Su posición era compartida por su madre y sus hermanas, pero una de ellas, Griselda, que estaba casada con el hijo de un importante somocista, sufrió una de las rupturas familiares que provocan los cambios sociales profundos en carne propia.
Al principio, Sebastián, que así era llamado el compañero de Griselda, fue uno más de los que, entre otras acciones, realizaron atracos para financiar al frente sandinista. Pero, al caer herido, su padre, que descubrió entonces la colaboración de su hijo con el odiado enemigo, le montó una guardia militar en el hospital para impedir que sus compañeros le visitaran.
Sebastián no supo de ello y, muy dolido por las ausencias, no quiso atender a sus explicaciones y al salir del hospital rompió con su familia política y se llevó a Griselda y a sus hijas a Miami abandonando cualquier compromiso revolucionario.
Griselda, que había quedado embarazada de él por primera vez a los quince años y se vio obligada por su suegro al matrimonio, se sintió obligada a seguirlo y romper la relación con su hermano y el resto de su familia.
Su hermano Santiago murió más tarde en una acción pocos días antes del triunfo de la revolución sandinista y, muchos años después, a escondidas de Sebastián, Griselda fue enviando a Nicaragua algunos juguetes para sus sobrinos, los hijos de Santiago.
Esta situación continuó hasta que una trabajadora social le recriminó no haber defendido a una de sus hijas de los abusos de su abuelo, el militar somocista, Griselda, que lo ignoraba completamente, quedó conmocionada y el círculo de acción católico al que pertenecía y en el que se refugiaba de sus desventuras, no le sirvió, en esta ocasión, para calmar lo que le corroía las entrañas.
La reacción del grupo, propiciada tanto por su mentalidad reaccionaria como por la imagen que ella había transmitido de su marido y su suegro como hombres intachables, fue la de considerarla poco menos que loca cerrando filas alrededor de quien consideraban injustamente atacado.

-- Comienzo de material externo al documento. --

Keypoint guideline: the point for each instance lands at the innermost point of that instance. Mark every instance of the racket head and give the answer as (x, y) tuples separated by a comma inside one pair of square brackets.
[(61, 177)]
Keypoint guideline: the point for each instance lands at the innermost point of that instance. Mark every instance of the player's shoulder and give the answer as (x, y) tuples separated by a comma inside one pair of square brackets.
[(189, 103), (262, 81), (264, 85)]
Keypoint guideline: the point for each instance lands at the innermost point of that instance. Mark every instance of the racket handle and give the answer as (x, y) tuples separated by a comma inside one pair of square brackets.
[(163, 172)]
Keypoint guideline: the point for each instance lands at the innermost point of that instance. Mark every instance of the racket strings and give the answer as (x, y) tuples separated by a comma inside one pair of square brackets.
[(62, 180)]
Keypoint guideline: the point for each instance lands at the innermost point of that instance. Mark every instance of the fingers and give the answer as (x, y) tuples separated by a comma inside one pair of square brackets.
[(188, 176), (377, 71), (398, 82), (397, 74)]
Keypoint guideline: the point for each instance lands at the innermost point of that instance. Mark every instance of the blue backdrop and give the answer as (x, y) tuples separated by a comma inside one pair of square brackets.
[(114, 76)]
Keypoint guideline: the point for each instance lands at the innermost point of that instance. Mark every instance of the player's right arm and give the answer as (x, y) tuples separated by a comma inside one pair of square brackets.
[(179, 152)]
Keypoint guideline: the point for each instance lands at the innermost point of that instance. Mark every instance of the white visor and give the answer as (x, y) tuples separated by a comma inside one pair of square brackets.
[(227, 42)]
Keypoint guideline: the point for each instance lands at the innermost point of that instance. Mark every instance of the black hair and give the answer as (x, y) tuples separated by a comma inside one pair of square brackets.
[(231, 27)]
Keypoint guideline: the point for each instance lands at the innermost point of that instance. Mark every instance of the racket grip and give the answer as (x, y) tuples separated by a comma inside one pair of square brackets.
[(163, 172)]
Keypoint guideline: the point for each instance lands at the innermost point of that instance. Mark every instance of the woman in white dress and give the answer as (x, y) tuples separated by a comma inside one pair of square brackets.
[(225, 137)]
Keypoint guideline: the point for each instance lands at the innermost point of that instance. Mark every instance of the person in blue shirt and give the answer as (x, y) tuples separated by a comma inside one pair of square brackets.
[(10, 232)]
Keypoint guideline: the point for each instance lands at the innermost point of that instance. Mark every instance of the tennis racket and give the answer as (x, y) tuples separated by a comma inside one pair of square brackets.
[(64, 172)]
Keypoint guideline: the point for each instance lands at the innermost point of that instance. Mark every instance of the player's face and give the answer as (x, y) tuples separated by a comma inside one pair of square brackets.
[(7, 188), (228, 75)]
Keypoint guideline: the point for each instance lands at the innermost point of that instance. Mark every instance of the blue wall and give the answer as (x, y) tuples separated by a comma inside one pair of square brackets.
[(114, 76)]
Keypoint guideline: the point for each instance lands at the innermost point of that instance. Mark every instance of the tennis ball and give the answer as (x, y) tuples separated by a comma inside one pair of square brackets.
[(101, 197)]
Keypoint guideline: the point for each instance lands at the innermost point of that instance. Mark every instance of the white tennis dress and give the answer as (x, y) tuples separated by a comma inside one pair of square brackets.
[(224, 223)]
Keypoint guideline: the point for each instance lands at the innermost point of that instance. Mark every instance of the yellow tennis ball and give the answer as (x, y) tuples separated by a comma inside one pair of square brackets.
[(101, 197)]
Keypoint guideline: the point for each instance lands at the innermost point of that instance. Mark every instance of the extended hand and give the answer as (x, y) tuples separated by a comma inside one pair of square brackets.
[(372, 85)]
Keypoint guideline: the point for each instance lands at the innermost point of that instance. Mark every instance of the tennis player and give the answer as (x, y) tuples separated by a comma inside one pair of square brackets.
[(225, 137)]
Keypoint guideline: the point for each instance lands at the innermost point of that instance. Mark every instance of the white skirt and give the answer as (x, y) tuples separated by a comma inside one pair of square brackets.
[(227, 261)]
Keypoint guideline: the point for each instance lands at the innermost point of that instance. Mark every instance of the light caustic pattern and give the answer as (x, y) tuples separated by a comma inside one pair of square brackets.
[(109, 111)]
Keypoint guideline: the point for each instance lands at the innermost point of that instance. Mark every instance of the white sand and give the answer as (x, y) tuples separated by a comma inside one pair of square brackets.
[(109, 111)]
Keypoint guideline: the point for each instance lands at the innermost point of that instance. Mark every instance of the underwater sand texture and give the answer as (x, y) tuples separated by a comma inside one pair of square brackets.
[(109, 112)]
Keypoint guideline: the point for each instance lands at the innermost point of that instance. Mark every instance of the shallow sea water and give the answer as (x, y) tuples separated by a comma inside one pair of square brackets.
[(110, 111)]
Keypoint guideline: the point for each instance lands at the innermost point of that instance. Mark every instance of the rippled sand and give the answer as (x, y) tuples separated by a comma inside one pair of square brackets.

Sebastián llegó a golpearla con dureza y sus hijas, incluida la abusada que se sentía avergonzada de que lo hubiera explicado en público, le dieron la espalda y ella murió de pena como consecuencia del gran sufrimiento que le tocó padecer.
Avanzar descalzos entre piedras puntiagudas hacia el oasis ansiado nos hiere y nos duele, pero no atreverse a hacerlo confiando en espejismos tranquilizadores nos puede llevar a la muerte tanto a las personas como a los pueblos.